Friday, 15 February 2013
The Philosophy of Teaching by Grant Hudson - Head Teacher
It's important to remember that the whole purpose of the school - from the work that estates, maintenance, personnel, ethics, marketing, finances, timetabling, testing, tours and planning do - is to create an environment in which lessons can take place for students.
Even more fundamentally, the framework of the whole school exists so that an individual student can become interested in a range of subjects, learn their secrets, come to know them more fully and in the end participate in them.
A teacher is a gatekeeper, someone who presents a subject in its most interesting form so that individual students engage with it, understand it, and contribute to it.
In this, a teacher's main tools include recognising where each individual student's attention is, engaging it and directing it repeatedly onto the most interesting and key simplicities of a subject until a connection between the individual student and the subject has been established, and then constructing a bridge deeper and deeper into the subject's heart so that the student comes to know the material rather than simply 'know about' it.
This bridge to knowledge is made by making sure that the subject is as interesting as possible, by clearing misunderstandings out of the way, and by moving forward at the most optimum pace.

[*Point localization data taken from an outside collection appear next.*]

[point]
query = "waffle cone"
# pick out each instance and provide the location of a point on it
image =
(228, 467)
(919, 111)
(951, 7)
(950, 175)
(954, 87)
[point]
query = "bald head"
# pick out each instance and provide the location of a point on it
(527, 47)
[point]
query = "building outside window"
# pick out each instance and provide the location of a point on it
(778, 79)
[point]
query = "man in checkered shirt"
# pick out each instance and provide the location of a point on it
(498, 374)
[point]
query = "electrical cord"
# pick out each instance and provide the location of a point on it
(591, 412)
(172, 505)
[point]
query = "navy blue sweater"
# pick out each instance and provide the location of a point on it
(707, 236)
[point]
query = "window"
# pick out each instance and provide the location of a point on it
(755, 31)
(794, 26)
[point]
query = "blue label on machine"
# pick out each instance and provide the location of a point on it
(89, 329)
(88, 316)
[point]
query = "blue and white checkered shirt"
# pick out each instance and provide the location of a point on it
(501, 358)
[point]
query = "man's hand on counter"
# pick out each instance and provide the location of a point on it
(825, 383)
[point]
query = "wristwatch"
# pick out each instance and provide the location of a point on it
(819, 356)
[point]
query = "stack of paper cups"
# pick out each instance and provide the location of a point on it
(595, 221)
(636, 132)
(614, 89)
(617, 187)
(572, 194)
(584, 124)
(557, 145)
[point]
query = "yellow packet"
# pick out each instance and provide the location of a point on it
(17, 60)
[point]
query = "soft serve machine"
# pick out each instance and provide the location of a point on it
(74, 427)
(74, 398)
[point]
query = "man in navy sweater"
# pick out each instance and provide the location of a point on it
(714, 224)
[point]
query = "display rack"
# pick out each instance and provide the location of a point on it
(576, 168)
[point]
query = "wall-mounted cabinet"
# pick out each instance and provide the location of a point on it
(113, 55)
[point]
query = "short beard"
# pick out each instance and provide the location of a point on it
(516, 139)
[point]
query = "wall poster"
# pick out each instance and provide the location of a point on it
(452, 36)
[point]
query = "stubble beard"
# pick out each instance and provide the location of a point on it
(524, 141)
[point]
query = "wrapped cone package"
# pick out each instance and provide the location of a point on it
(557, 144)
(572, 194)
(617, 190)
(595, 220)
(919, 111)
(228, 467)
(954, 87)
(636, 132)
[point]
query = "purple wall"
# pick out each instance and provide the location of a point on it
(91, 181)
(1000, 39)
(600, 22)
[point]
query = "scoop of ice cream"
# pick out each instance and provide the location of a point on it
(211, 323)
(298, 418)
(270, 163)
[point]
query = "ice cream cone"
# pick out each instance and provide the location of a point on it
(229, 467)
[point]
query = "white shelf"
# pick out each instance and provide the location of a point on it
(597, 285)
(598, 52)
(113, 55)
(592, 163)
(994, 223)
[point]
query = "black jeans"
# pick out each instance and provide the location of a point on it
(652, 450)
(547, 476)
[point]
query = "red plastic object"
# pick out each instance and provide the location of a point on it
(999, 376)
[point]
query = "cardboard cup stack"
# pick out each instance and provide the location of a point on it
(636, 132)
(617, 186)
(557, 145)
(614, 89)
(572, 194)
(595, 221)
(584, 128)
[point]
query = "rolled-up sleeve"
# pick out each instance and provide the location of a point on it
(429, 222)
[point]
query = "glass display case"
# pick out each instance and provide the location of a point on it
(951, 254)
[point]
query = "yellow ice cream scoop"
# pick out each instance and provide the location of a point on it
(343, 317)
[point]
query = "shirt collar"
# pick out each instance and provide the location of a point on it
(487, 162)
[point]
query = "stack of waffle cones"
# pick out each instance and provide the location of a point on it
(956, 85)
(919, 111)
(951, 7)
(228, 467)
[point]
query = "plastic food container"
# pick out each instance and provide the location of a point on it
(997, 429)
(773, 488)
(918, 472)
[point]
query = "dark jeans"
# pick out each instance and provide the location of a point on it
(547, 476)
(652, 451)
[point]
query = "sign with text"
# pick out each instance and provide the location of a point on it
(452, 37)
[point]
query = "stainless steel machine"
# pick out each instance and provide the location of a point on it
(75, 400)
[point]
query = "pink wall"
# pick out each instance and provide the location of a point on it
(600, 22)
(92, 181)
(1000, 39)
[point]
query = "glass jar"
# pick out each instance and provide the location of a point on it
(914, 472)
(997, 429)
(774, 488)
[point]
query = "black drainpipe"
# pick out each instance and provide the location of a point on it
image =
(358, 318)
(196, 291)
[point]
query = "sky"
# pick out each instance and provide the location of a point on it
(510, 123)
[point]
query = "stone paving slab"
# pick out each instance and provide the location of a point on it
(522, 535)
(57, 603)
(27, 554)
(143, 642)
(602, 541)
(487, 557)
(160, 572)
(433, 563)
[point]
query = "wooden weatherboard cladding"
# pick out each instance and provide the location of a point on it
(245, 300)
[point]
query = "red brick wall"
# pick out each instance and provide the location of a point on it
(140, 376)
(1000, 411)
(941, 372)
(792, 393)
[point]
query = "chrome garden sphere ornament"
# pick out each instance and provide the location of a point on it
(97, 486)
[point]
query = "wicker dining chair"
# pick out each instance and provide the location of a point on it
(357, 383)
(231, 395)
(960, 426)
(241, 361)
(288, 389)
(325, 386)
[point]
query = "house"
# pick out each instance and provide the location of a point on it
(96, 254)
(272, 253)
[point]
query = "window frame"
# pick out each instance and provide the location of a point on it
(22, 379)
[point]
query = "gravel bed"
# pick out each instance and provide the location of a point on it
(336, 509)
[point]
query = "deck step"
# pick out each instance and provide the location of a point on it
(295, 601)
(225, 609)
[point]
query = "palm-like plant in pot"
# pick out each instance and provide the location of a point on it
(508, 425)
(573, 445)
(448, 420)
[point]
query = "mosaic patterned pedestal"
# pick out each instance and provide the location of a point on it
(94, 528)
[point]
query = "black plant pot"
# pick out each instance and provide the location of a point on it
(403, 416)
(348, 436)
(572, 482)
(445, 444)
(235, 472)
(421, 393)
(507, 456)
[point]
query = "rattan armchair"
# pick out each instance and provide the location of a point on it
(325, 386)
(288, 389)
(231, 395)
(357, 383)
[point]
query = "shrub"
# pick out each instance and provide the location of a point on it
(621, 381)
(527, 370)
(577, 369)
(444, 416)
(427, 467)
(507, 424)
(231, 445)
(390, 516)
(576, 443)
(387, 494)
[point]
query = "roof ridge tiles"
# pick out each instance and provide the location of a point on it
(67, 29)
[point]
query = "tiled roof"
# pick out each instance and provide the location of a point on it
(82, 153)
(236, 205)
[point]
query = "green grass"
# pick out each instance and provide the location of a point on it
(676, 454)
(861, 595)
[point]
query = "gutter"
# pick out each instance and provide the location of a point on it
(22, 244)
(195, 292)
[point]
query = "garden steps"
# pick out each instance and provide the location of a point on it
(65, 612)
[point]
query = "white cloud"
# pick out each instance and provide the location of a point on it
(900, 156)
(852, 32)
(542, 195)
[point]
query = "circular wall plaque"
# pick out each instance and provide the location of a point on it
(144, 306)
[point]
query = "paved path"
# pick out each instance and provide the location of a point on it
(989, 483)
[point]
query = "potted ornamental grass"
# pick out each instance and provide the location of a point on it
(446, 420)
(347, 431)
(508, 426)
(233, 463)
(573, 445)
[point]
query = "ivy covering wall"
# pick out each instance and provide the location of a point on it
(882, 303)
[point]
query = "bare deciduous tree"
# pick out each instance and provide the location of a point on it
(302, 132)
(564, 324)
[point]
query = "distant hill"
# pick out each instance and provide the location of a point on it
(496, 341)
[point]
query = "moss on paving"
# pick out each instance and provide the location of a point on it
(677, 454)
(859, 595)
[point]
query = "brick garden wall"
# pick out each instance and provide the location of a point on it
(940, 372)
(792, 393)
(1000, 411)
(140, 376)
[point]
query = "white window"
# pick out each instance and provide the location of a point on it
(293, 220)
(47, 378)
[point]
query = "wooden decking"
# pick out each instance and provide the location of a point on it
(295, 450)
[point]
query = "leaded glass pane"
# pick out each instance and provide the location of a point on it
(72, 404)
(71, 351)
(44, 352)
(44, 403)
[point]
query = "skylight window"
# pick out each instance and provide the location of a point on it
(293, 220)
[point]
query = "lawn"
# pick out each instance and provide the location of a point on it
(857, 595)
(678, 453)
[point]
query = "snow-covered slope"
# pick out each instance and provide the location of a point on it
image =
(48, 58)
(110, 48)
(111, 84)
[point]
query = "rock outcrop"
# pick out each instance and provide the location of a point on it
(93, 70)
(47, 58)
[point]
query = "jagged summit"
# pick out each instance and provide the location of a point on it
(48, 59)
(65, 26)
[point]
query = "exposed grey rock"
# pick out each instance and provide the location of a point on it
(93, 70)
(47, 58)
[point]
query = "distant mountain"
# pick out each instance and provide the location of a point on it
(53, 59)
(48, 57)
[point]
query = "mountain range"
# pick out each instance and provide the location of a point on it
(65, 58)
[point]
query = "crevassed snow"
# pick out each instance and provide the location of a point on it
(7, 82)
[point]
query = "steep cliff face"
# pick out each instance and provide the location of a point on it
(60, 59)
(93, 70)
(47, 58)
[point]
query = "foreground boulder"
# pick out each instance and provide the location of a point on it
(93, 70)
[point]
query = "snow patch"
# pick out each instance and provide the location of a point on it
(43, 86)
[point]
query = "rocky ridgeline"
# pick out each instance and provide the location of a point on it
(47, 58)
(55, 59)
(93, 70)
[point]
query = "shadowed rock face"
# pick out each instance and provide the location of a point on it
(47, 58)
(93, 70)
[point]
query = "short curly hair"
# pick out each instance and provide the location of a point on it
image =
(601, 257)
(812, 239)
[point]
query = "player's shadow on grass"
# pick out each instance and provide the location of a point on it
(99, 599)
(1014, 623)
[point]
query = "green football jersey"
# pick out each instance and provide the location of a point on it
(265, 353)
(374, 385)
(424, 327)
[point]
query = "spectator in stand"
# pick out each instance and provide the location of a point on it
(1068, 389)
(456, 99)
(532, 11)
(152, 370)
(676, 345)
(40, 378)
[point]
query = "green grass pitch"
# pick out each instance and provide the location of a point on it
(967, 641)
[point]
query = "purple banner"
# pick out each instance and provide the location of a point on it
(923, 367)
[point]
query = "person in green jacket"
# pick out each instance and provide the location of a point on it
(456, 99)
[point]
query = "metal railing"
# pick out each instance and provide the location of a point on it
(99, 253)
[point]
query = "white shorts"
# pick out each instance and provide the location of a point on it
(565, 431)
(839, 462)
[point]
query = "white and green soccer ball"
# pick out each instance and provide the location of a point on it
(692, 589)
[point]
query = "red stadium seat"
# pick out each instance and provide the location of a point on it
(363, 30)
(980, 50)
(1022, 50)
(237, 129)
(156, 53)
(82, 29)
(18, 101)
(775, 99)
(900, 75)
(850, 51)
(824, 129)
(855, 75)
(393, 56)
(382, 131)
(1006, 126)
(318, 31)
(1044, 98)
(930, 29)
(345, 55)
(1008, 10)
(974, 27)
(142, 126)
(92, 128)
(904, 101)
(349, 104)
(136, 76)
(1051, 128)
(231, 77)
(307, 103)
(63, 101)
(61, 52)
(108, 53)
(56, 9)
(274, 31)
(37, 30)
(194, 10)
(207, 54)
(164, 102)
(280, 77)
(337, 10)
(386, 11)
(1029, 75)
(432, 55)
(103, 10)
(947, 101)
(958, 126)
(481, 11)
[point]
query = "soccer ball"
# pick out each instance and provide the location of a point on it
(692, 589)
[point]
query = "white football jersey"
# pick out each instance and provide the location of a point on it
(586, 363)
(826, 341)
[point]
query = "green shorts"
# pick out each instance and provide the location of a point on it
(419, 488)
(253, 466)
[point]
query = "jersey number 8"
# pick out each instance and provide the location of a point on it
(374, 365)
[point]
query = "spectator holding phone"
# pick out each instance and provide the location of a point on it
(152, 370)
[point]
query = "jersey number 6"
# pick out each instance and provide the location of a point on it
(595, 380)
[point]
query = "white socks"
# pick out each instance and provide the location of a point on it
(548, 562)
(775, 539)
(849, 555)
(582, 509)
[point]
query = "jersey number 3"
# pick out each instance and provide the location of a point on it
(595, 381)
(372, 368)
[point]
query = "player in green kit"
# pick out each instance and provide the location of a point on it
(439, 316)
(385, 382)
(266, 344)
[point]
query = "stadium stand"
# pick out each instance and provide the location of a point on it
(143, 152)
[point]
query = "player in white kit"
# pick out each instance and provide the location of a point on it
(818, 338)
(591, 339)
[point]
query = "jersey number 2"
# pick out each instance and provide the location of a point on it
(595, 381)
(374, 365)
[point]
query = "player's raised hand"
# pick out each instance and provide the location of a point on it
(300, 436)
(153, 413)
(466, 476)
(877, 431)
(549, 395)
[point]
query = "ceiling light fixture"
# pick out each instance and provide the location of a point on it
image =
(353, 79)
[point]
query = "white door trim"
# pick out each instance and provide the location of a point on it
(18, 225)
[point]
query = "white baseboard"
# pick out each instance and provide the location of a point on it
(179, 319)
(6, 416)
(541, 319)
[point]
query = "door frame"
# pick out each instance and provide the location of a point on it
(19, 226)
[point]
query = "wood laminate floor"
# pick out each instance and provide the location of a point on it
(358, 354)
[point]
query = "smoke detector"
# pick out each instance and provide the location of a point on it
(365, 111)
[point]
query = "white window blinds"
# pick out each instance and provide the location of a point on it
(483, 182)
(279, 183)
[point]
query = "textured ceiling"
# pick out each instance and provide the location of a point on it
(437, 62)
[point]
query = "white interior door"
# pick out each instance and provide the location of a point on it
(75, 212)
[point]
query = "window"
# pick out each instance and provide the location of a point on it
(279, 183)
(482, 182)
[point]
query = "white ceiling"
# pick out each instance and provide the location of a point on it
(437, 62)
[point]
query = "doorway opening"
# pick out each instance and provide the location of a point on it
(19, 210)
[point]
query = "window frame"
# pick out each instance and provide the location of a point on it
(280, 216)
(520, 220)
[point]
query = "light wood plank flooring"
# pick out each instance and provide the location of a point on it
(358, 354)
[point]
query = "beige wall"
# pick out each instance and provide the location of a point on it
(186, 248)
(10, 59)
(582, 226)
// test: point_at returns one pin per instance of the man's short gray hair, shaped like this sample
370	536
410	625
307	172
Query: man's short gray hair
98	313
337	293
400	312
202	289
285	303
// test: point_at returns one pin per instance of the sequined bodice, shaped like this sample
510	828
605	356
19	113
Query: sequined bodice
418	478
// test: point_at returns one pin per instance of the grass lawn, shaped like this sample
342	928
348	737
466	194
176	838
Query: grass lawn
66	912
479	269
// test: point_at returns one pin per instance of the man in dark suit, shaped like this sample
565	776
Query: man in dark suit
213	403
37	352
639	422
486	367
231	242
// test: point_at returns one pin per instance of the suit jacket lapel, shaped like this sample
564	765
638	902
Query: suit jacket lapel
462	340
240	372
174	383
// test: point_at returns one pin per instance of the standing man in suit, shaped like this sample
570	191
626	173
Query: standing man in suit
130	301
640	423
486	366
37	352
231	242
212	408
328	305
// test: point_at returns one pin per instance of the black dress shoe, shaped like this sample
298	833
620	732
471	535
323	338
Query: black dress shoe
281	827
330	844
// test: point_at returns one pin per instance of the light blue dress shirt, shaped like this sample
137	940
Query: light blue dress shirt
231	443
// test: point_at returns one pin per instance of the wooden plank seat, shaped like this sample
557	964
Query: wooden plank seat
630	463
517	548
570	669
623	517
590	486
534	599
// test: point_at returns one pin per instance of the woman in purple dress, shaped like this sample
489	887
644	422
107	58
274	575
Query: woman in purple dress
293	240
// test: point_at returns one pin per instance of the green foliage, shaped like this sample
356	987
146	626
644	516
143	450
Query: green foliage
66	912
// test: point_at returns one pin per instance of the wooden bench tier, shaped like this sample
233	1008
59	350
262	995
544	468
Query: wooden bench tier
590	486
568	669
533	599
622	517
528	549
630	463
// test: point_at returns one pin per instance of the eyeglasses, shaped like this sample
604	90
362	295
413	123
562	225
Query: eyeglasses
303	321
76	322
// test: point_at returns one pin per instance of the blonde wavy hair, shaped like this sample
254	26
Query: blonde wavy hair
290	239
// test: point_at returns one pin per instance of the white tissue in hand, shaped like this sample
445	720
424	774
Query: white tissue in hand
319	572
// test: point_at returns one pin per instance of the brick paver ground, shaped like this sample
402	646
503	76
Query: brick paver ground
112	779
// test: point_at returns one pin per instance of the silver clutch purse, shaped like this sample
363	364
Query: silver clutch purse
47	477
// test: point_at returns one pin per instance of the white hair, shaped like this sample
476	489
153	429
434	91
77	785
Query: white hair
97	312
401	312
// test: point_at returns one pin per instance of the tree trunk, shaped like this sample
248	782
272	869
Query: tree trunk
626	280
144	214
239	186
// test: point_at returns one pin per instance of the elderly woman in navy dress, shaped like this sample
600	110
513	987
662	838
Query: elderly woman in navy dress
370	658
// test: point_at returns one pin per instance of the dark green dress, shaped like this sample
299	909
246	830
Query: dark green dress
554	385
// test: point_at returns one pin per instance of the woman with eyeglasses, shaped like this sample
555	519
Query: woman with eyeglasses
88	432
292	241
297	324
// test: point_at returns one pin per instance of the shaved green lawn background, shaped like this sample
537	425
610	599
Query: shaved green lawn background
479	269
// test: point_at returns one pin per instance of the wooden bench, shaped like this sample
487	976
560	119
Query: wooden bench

Choosing the right syllabus, selecting the best text books, devising the most engaging schemes of work, providing the necessary amount of reality in lessons, and attracting attention through carefully planned and run lessons are part of what a teacher must do to get the product.
There is no such thing as a difficult student; there is only a failure to recognise where a student's attention is, followed by a missed attempt to redirect it and a lack of success in removing obstacles in the way of that particular student.
Students who are trying to engage with subjects but failing can and should first be addressed in lesson as this is the primary action of a teacher - to connect the student with the subject. Only when this becomes too difficult within the confines of a class-based lesson should specialised additional resources need to be involved, and then only until individual barriers have been addressed sufficiently for a student to return to class.
A student whose attention is recognisably not anywhere near the subject - as indicated by disruptive behaviour - needs to be addressed both inside and outside a lesson environment through reason and ethics to recover that attention and restore it to the field of learning. Then particular barriers can be dealt with.
The whole structure is there to connect students to subjects and bring about a state of affairs in which individual students are in tremendous affinity with a range of subjects.
That is education.
Education systems, so called, fail from the first instance in betraying any attempt by students to become interested in subjects. We must not go down that road. Our basic assumptions must include:
1. That all subjects either are or can be made interesting to all students.
2. That all students want to have a closer affinity for and understanding of all subjects.
3. That connecting students with subjects is our responsibility (given that we possess more knowledge of subjects than they do) and
4. That it is always possible to direct attention and remove barriers so that connections are made and sustained.
If teachers do not begin with these assumptions - plus a confidence that they can connect students to a subject or subjects - then education itself becomes almost impossible and students (and parents) are betrayed. If teachers recognise these assumptions, the real work of teaching can begin.